Obstacle avoidance is an ideal application for event cameras, because there are many situations where a traditional frame-based digital camera would struggle. This may be due to motion blur, a slow frame rate or poor dynamic range. Unfortunately, event streams are incompatible with most existing computer vision and machine learning approaches. Due to the nature of the input data, many event-based approaches focus on 2D solutions and rely on heuristics to determine collision risk. In this project, we instead look at 3D perception using events. The events were used to predict optical flow without being subject to poor low-light performance and motion blur. We showed that combining this with depth data enables prediction of metric time-to-impact estimation which is a more reliable measure of urgency. To facilitate training this network, we also released an extensive event-based dataset with six visual streams spanning over 700 scanned scenes.

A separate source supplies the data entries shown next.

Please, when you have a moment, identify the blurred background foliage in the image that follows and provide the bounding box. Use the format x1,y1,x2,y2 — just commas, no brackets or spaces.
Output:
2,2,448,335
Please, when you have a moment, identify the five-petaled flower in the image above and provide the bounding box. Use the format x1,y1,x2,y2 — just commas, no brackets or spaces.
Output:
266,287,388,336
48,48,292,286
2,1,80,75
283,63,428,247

The second step in the project was to tackle the paradigm of event quantisation for training traditional neural networks. Although neural networks for visual tasks are somewhat well-established, digital 'neurons' are a very loose approximation of biological neurons. Spiking neural networks seek to more closely emulate biological neurons, but are especially difficult to train for tasks which predict a high-resolution output. We developed a new type of neural network called an EDeNN which operates closer to the original event data stream, and avoids difficulties related to training spiking neural networks. Instead of processing an entire volume of accumulated events at once, our method is able to process single time slices sequentially. This results in an order of magnitude less processing time, while still demonstrating state-of-the-art performance in angular velocity regression and competitive optical flow estimation. We hope that the toolbox we have created for training EDeNNs will become the de-facto standard for performing machine learning with event cameras in the future, and will lead to a rapid growth of applications in this area.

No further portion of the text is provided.